2 Rendering

2.1 Overview

This chapter describes the maspack rendering package (maspack.render), which provides a general interface for the graphical rendering of objects and allows them to implement their own rendering methods. An object makes itself renderable by implementing the IsRenderable interface, and renderable objects can then be displayed by a Viewer, which typically provides features such as viewpoint control, lighting arrangements, fixtures such as coordinate axes, grids and clipping planes, and component selection. The viewer also implements a Renderer interface which provides the actual graphics functionality which renderable objects use to draw themselves.
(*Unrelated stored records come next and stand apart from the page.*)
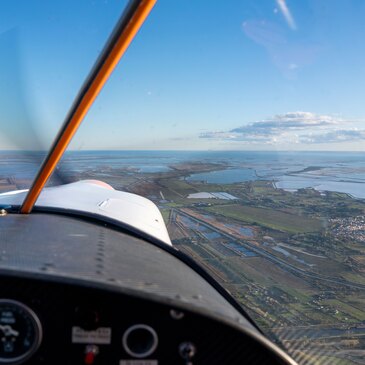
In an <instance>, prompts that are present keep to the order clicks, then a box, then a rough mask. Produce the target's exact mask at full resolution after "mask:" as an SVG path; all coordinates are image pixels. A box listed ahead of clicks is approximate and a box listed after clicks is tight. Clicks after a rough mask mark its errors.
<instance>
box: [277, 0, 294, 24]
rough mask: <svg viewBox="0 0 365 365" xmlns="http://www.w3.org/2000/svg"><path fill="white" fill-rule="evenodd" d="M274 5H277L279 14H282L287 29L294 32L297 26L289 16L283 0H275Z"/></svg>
mask: <svg viewBox="0 0 365 365" xmlns="http://www.w3.org/2000/svg"><path fill="white" fill-rule="evenodd" d="M276 3H277V4H278V7H279V9H280V11H281V13H282V14H283V16H284V18H285V20H286V22H287V23H288V25H289V27H290V28H291V29H293V30H296V29H297V25H296V24H295V20H294V18H293V15H292V14H291V12H290V10H289V8H288V5H287V4H286V2H285V0H276Z"/></svg>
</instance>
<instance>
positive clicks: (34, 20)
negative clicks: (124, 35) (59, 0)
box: [0, 0, 365, 151]
mask: <svg viewBox="0 0 365 365" xmlns="http://www.w3.org/2000/svg"><path fill="white" fill-rule="evenodd" d="M125 4H126V1H122V0H119V1H118V0H95V1H91V0H80V1H71V0H64V1H59V2H56V1H50V2H44V1H42V0H37V1H34V0H31V1H30V0H22V1H19V0H14V1H10V2H7V3H4V4H2V11H1V12H0V55H1V57H0V110H1V113H2V117H1V125H0V149H46V148H48V146H49V145H50V143H51V141H52V139H53V138H54V136H55V135H56V133H57V131H58V129H59V127H60V126H61V124H62V122H63V120H64V118H65V116H66V114H67V111H68V109H69V108H70V106H71V104H72V101H73V100H74V98H75V96H76V95H77V92H78V90H79V88H80V87H81V85H82V83H83V81H84V79H85V78H86V76H87V74H88V72H89V70H90V68H91V67H92V65H93V63H94V61H95V60H96V58H97V56H98V54H99V52H100V51H101V49H102V47H103V44H104V42H105V41H106V39H107V38H108V35H109V34H110V32H111V31H112V29H113V26H114V24H115V23H116V21H117V20H118V18H119V16H120V14H121V13H122V11H123V9H124V7H125ZM364 15H365V2H364V1H362V0H331V1H328V0H300V1H294V0H260V1H257V0H230V1H224V0H209V1H208V0H194V1H192V0H190V1H187V0H173V1H171V0H158V2H157V5H156V6H155V8H154V9H153V11H152V13H151V15H150V17H149V18H148V19H147V21H146V23H145V24H144V25H143V27H142V29H141V30H140V32H139V34H138V35H137V37H136V39H135V40H134V42H133V43H132V45H131V46H130V47H129V49H128V51H127V53H126V54H125V56H124V57H123V59H122V60H121V62H120V64H119V65H118V66H117V68H116V70H115V72H114V74H113V75H112V77H111V78H110V80H109V81H108V83H107V85H106V86H105V87H104V89H103V90H102V92H101V94H100V95H99V97H98V99H97V101H96V102H95V104H94V105H93V106H92V108H91V110H90V112H89V113H88V115H87V117H86V118H85V120H84V123H83V125H82V126H81V127H80V129H79V131H78V133H77V135H76V136H75V138H74V140H73V141H72V143H71V145H70V149H76V150H80V149H83V150H90V149H103V150H105V149H116V150H118V149H127V150H131V149H143V150H148V149H153V150H180V149H181V150H185V149H186V150H313V151H317V150H330V151H333V150H335V151H340V150H343V151H345V150H352V151H353V150H359V151H364V150H365V143H364V142H365V111H364V91H363V90H364V84H365V83H364V81H365V66H364V65H365V63H364V55H365V42H364V41H363V40H364V39H365V22H364V21H363V18H364Z"/></svg>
2.1.1 Renderables and Viewers

Any object to be rendered should implement the IsRenderable interface, which defines the following four methods,

   void prerender (RenderList list);
   void render (Renderer renderer, int flags);
   void updateBounds (Vector3d pmin, Vector3d pmax);
   int getRenderHints();

prerender() is called prior to rendering and allows the object to update internal rendering information and possibly give the viewer additional objects to render by placing them on the RenderList (Section 2.2.2). render() is the main method by which an object renders itself, using the functionality provided by the supplied Renderer. updateBounds() provides bounds information for the renderable’s spatial extent (which the viewer can use to auto-size the rendering volume); Vector3d describes a 3-vector and is defined in the package maspack.matrix. getRenderHints() returns flags giving additional information about rendering requirements, including whether the renderable is transparent (IsRenderable.TRANSPARENT) or two dimensional (IsRenderable.TWO_DIMENSIONAL).

Figure 2.1: General relationship between viewers, renderers, and renderables. A viewer is associated with a number of renderables, and provides the renderer interface with which renderables use to draw themselves via their render() methods.

A Viewer provides the machinery needed to display renderable objects, and implements the Renderer interface (Section 2.3) with which renderables draw themselves within their render() methods. Renderer includes methods for maintaining graphics state, drawing primitives such as points, lines, and triangles, and drawing simple solid shapes. The general relationship between viewers, renderables, and renderers is shown in Figure 2.1. Rendering is triggered within a viewer by calling its rerender() method, which causes the prerender() and render() methods to be called for every renderable, as discussed in detail in Section 2.2.

Figure 2.2: Viewer display of the example of Listing 1.

2.1.2 A Complete Example

Listing 1 shows a complete example of a renderable object being declared and displayed in a viewer.

Listing 1: Declaration and display of a renderable object.
package maspack.render;
import java.awt.Color;
import maspack.matrix.Vector3d;
import maspack.matrix.AxisAlignedRotation;
import maspack.render.GL.GLViewerFrame;
public class RenderableExample implements IsRenderable {
   public void prerender (RenderList list) {
      // can be used to cache rendering data or add extra renderables;
      // not used in this example
   }
   public void render (Renderer renderer, int flags) {
      // draw two spheres and a connecting cylinder
      Vector3d pnt0 = new Vector3d (-1, 0, 0);
      Vector3d pnt1 = new Vector3d ( 1, 0.5, 0);
      renderer.setColor (Color.GRAY);
      renderer.drawSphere (pnt0, 0.5);
      renderer.drawSphere (pnt1, 0.5);
      renderer.setColor (Color.BLUE);
      renderer.drawCylinder (pnt0, pnt1, 0.1, /*capped=*/false);
   }
   public void updateBounds (Vector3d pmin, Vector3d pmax) {
      // extend pmin and pmax to accommodate bounds of (-1, -1, 0) and (1, 1, 0)
      (new Vector3d (-1, -1, 0)).updateBoundsz (pmin, pmax);
      (new Vector3d ( 1,  1, 0)).updateBounds (pmin, pmax);
   }
   public int getRenderHints() {
      // no specific hints
      return 0;
   }
   public static void main (String[] args) {
      IsRenderable renderable = new RenderableExample();
      // create a glviewer in a 640 x 480 frame
      GLViewerFrame frame = new GLViewerFrame (
         "rendererExample", 640, 480);
      Viewer viewer = frame.getViewer();
      viewer.addRenderable (renderable);
      viewer.setAxialView (AxisAlignedRotation.X_Y); // set view transform
      frame.setVisible (true);
   }
}

The example creates a class called RenderableExample which implements isRenderable and the associated methods: prerender(), which does nothing; render(), which draws two gray spheres connected by a blue cylinder; updateBounds(), which sets the maximum and minimum bounds to be the points (-1,-1,0) and (1,1,0), and getRenderHints() which returns no flags. The example then defines a main() method which creates an instance of RenderableExample, along with a GLViewerFrame which contains a viewer with which to display it. The renderable is added to the viewer, the viewpoint is set so that the x and y axes of the viewing plane are aligned with the world x and y axes, and the frame is set to be visible, with the result shown in Figure 2.2.